К концу жизни Достоевский следовал политике старательного ограничения своих размышлений. Обеспокоенный разрушительным влиянием своих произведений, он полностью перестал писать беллетристику.

Идеи и нравственные заповеди его романов странным образом обращались против самих себя, допуская полярно противоположные толкования того, что он в действительности намеревался выразить, и подрывали устои тех нравственных ценностей, которые он защищал. Вместо того, чтобы продолжать писать второй том задуманной трилогии «Братья Карамазовы», для которой уже был завершен полностью детально разработанный план, он все больше уделяет внимание работе с «Дневником автора», в котором поднимает сложные философские вопросы, так тонко освещенные в его романах, но в ясной, даже упрощенной и фанатической форме. Он умер совершенно внезапно через год или около того от легочного кровотечения, — состояние, при котором Lachesis является одним из основных лечащих средств (также как и Crotalus horridus; Кент). Можно ли эту внезапную смерть толковать как трагический пример «отрицательного эффекта от подавления (психических) разгрузок», от того, что его гению не было позволено выражать себя в полную силу?
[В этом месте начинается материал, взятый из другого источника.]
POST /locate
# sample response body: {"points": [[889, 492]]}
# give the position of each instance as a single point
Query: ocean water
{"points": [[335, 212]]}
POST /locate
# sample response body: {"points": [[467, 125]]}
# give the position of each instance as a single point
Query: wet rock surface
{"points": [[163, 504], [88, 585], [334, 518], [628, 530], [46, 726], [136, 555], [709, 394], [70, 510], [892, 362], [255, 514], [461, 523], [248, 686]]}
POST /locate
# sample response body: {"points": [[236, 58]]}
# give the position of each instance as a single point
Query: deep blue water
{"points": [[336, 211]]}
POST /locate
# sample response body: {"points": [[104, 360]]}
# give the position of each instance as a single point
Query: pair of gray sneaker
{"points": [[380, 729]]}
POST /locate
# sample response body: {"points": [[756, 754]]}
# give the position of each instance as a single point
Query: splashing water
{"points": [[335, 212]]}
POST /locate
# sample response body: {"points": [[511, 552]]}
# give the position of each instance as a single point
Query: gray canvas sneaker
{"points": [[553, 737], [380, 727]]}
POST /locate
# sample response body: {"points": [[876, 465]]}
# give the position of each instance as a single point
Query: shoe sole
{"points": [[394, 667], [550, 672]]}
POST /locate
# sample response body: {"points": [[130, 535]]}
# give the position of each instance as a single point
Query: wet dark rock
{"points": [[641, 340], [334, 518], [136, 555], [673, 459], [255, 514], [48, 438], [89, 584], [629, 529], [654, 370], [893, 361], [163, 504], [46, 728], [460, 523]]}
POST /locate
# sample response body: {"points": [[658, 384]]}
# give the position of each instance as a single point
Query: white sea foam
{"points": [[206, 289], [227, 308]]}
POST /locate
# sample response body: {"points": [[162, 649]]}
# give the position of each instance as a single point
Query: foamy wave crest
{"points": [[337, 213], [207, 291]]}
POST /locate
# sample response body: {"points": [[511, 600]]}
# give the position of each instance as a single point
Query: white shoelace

Или Lachesis может поступать противоположным образом: не имея строгих моральных обязательств, может впасть в релятивизм и цинизм в ещё большей мере. Он может, к примеру, решить, что институты цивилизации по своей сути не представляют никакой ценности или даже приносят зло. Так институт супружества, теоретически установленный для того, чтобы сохранять любовь, служит только для разрушения её искренности и самопроизвольности (сравните с точкой зрения Lycopodium), в то время как недостатки общественных институтов, которые он поддерживает, заключаются не в административных или законодательных дефектах, которые можно в конце концов исправить (точка зрения Lycopodium), и не в индивидуумах, представляющих эти институты, которых можно заменить (точка зрения Natrum muriaticum), но в самой своей природе: они скорее стремятся утвердиться навсегда, чем охранять ценность того, ради защиты чего они были первоначально установлены.

Этот нигилизм Lachesis — его прирожденная «внутренняя подозрительность» (Кент) и недоверие — являются, в значительной мере, проекцией его собственных внутренних противоречий в масштабе всего мира. Если человек слаб, эгоистичен и легко поддается коррупции (как ему известно, поскольку такова одна из сторон его личности), то как эти черты не будут заложены в функционировании институтов, в которых, как печально известно, отбросы поднимаются наверх или где важность и обезличенность большинства стирает все то, что нравственно и этично в индивидууме?

Третья разновидность типа колеблется между крайностями интеллектуальной неподатливости и скептицизмом, когда обе эти черты существуют одновременно у одной и той же личности. Эта раздвоенная психика с её неустойчивыми сменами отношений и поведения похожа на маленькую морскую лодочку, которую качает и бьет под сильным ветром то вправо, то влево, пока она старается удержаться на плаву и прокладывает путь в гавань.

РЕБЕНОК

Только сознание взрослого человека может участвовать в нравственном конфликте, осознать парадокс или оценить интеллектуальный релятивизм, а дети типа Lachesis могут быть слишком развитыми по сравнению со своими ровесниками, обычно не задающимися нравственными или интеллектуальными вопросами. Эти дети (особенно девочки, которые взрослеют быстрее, чем мальчики) часто говорят, что «родились старыми», потому что с раннего возраста, хорошо это или плохо, но они обладают чем-то похожим на мудрость змеи.